Menurutnya, narasi tersebut sesat karena secara prinsip dan etik tidak ada yang salah, juga tidak ada ketentuan hukum yang dilanggar apabila Jokowi mendukung salah satu calon dalam Pilpres. Pasal 23 Ayat 1 UU Nomor 39 Tahun 1999 mengatur, setiap orang berhak memilih dan mempunyai keyakinan politik.

"Narasi sesat dibangun berdasarkan logika yang sesat bahwa jika Presiden tidak boleh berpihak karena bisa menggunakan kekuasan untuk menguntungkan pihak yang didukung. Logika tersebut runtuh sejak awal karena Pasal 7 konstitusi kitab bahkan mengatur seorang Presiden bisa maju kedua kalinya dan tetap menjabat sebagai Presiden incumbent," tutur dia.

Politikus Partai Gerindra itu meyakini, poin dalam aturan konstitusi yang berlaku, Presiden boleh mendukung salah satu calon atau bahkan boleh maju kedua kalinya saat berstatus Presiden. Namun yang penting jangan menggunakan kekuasaan untuk menguntungkan dirinya.

"Praktik yang sama juga dilakukan di Amerika Serikat, seorang Presiden incumbent boleh mendukung dan bahkan berkampanye untuk salah satu calon Presiden periode berikutnya. Tahun 2008, Presiden George W Bush mendukung John McCain melawan Barrack Obama, tahun 2016 giliran Obama mendukung Hillary Clinton yang bertarung melawan Donald Trump," ucap dia.

Habiburokhman menegaskan, Indonesia sudah punya aturan yang ketat untuk mencegah Presiden menggunakan kekuasaan untuk menguntungkan dirinya atau calon yang dia dukung.

Ketentuan tersebut adalah Pasal 306 UU Nomor 7 tahun 2017 yang secara umum mengatur pemerintah tidak boleh membuat kebijakan yang menguntungkan atau merugikan salah satu pasangan calon.

Kemudian, dalam Pasal 547 UU Pemilu mengatur setiap pejabat negara yang membuat kebijakan yang merugikan atau menguntungkan salah satu pasangan calon diancam dengan pidana penjara paling lama 3 tahun.

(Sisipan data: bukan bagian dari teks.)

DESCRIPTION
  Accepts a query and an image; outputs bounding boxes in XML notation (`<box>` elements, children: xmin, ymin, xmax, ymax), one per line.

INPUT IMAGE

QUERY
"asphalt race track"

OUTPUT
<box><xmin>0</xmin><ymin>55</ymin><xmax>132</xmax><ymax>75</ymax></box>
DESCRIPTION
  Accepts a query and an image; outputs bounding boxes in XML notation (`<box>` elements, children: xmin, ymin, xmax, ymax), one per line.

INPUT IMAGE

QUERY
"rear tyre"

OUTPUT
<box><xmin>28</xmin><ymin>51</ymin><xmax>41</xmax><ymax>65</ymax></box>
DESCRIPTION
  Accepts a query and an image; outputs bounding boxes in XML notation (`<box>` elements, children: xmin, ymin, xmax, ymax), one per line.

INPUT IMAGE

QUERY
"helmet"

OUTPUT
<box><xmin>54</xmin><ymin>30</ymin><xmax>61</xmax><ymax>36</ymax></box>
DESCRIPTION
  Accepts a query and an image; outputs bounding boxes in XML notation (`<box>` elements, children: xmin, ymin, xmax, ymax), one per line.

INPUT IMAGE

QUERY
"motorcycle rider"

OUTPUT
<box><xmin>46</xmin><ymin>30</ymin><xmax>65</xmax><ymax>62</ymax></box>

"Untuk menegakkan aturan tersebut kita punya penyelenggara pemilu di bidang pengawasan yakni Bawaslu untuk mengawasi kinerja Bawaslu kita punya Dewan Kehoratan Penyelenggara Pemilu (DKPP). Intinya kita tidak perlu khawatir apabila presiden menggunakan haknya untuk mendukung salah satu paslon karena ada aturan berlapis yang jelas dan ada lembaga penegak hukum yang jelas untuk memastikan tidak terjadinya penyalahgunaan kekuasaan," imbuhnya.